The delay in assuming a clear decision on cancelling the Unesco-sponsored event in Iran increased embarrassment that became unsustainable when news on the state of affairs was made public by Reset-Doc in a meeting held in New York at the New School of Social Research on September 27th and support for the protest was announced by many famous philosophers such as Seyla Benhabib, Juergen Habermas, Michael Walzer, Axel Honneth, Alessandro Ferrara, Andrew Arato, Jean Cohen, and Iranian intellectuals such as Hamid Dabashi, Farzin Vardat and Ferzaneh Ganji.

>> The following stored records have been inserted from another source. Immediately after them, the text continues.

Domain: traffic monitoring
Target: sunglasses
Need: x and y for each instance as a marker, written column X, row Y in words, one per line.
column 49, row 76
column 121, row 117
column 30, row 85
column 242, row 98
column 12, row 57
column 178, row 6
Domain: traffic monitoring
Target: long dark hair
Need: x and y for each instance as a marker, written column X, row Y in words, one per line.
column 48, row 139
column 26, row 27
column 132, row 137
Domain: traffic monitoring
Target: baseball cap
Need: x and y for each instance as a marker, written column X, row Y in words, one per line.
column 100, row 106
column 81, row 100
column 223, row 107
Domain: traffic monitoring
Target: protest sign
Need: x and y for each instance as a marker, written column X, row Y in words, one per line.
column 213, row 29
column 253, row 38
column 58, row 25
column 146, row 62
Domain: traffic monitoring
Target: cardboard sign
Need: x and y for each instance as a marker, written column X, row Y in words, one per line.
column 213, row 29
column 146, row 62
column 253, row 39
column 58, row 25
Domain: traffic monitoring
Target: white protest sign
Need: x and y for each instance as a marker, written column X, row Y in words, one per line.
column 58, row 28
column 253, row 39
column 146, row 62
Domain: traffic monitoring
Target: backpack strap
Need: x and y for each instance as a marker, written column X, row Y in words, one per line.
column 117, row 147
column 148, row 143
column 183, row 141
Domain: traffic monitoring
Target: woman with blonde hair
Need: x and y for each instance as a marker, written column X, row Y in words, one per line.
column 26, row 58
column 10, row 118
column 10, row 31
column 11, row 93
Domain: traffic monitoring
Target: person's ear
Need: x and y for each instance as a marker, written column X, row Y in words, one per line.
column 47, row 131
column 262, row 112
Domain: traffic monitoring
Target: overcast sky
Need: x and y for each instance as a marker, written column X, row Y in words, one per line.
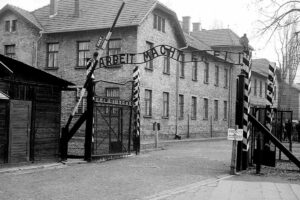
column 238, row 15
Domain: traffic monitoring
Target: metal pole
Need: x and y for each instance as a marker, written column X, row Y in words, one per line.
column 89, row 121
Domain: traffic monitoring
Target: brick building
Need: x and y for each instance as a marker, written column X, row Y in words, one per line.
column 259, row 83
column 194, row 99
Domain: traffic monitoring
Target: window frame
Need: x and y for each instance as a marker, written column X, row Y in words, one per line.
column 225, row 110
column 149, row 64
column 14, row 25
column 226, row 77
column 166, row 102
column 194, row 69
column 112, row 88
column 182, row 67
column 217, row 72
column 167, row 63
column 54, row 53
column 255, row 88
column 206, row 73
column 181, row 106
column 194, row 108
column 216, row 110
column 10, row 54
column 205, row 108
column 85, row 51
column 7, row 26
column 148, row 103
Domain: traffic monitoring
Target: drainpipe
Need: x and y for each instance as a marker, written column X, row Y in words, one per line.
column 36, row 48
column 230, row 97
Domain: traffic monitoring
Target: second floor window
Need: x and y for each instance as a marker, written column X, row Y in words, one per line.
column 114, row 47
column 10, row 51
column 216, row 75
column 166, row 65
column 159, row 23
column 165, row 104
column 83, row 53
column 52, row 55
column 194, row 70
column 255, row 87
column 10, row 26
column 113, row 92
column 225, row 78
column 194, row 108
column 206, row 72
column 205, row 107
column 149, row 64
column 225, row 110
column 148, row 102
column 260, row 88
column 216, row 110
column 181, row 106
column 182, row 65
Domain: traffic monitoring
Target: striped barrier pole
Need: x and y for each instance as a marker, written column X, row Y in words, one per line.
column 136, row 107
column 270, row 97
column 246, row 108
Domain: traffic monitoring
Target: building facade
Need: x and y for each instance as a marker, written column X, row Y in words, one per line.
column 195, row 98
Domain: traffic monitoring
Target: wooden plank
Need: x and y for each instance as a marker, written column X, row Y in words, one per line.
column 20, row 120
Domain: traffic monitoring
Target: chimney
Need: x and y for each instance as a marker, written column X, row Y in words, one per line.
column 76, row 8
column 196, row 26
column 186, row 23
column 53, row 7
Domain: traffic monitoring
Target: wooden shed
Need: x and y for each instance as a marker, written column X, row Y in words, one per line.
column 30, row 110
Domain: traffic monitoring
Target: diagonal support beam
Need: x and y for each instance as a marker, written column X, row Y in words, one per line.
column 274, row 140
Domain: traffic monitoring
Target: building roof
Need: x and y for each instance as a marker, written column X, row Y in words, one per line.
column 3, row 96
column 195, row 43
column 261, row 66
column 94, row 14
column 16, row 68
column 218, row 37
column 29, row 17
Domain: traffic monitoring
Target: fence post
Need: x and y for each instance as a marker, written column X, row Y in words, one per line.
column 89, row 121
column 239, row 117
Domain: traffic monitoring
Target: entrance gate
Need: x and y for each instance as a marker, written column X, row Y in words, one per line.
column 112, row 126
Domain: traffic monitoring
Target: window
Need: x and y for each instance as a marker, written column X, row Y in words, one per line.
column 216, row 75
column 206, row 72
column 255, row 87
column 10, row 50
column 225, row 78
column 182, row 65
column 7, row 26
column 10, row 26
column 14, row 26
column 194, row 108
column 260, row 88
column 113, row 92
column 149, row 64
column 83, row 104
column 216, row 110
column 159, row 23
column 225, row 110
column 266, row 90
column 83, row 53
column 194, row 69
column 52, row 55
column 166, row 65
column 114, row 47
column 205, row 107
column 181, row 106
column 165, row 104
column 148, row 102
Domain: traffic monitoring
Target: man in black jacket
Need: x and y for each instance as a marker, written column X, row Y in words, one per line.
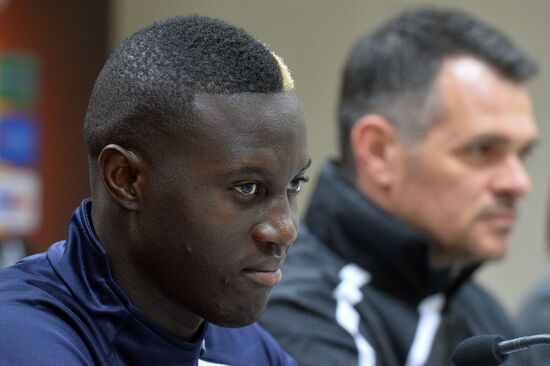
column 435, row 121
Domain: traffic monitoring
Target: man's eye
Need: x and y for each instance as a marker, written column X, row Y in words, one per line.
column 248, row 189
column 479, row 150
column 296, row 184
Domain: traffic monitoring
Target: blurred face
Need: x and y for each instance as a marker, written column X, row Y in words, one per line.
column 222, row 206
column 461, row 183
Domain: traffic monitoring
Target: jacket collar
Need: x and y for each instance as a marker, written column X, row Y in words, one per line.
column 82, row 262
column 398, row 257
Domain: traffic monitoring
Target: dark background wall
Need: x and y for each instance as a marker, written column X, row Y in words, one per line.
column 69, row 39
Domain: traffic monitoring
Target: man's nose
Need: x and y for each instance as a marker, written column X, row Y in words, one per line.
column 512, row 177
column 279, row 229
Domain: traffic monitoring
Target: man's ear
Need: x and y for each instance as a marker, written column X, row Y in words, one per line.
column 375, row 143
column 123, row 174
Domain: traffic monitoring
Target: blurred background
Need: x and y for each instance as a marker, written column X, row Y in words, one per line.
column 52, row 50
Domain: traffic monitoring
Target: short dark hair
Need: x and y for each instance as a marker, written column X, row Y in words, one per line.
column 147, row 86
column 392, row 70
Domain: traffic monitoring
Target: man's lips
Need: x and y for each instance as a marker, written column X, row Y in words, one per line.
column 264, row 277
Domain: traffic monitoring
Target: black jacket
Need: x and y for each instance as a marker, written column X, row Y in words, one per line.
column 359, row 288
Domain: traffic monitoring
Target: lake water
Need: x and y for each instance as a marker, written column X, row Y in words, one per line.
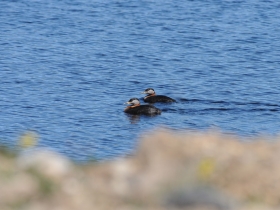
column 68, row 66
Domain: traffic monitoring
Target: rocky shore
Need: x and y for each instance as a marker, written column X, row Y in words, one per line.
column 169, row 170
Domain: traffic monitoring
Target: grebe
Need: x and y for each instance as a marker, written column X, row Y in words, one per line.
column 153, row 98
column 136, row 109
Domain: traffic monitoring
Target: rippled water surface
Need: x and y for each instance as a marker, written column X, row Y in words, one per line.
column 67, row 67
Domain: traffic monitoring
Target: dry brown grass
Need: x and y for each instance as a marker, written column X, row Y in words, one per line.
column 168, row 171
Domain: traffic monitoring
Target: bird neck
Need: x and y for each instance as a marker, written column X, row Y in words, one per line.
column 133, row 106
column 153, row 94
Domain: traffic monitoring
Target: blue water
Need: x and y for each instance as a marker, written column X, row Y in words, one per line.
column 67, row 67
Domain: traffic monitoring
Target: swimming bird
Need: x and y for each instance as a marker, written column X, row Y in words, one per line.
column 153, row 98
column 136, row 109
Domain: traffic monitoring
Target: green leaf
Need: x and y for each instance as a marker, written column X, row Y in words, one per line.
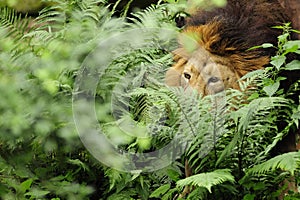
column 294, row 65
column 267, row 45
column 278, row 61
column 271, row 89
column 249, row 197
column 207, row 180
column 26, row 185
column 160, row 191
column 286, row 162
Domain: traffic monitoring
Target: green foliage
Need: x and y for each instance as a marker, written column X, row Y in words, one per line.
column 229, row 139
column 208, row 179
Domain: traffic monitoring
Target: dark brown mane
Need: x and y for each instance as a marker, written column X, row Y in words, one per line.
column 244, row 24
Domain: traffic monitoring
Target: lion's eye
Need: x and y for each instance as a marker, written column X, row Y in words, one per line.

The website www.resetdoc.org opened its pages to a flow of protests and in the meantime preparations were underway on-line to host an alternative World Philosophy Day with www.philosophy4freedom.org. The event in New York, reported by the American and German press, made public the absurdity of an event that was now imminent. Bokova’s decision has at last saved Unesco from embarrassment and made even clearer Tehran’s isolation.
Iran had some time ago set up a website using Unesco’s logo to celebrate and document World Philosophy Day in Iran: www.philosophyday.ir. The Unesco logo was immediately removed from the website’s homepage, while for the moment there are still traces of it on internal pages. It is not known whether there will be official reactions from Iran.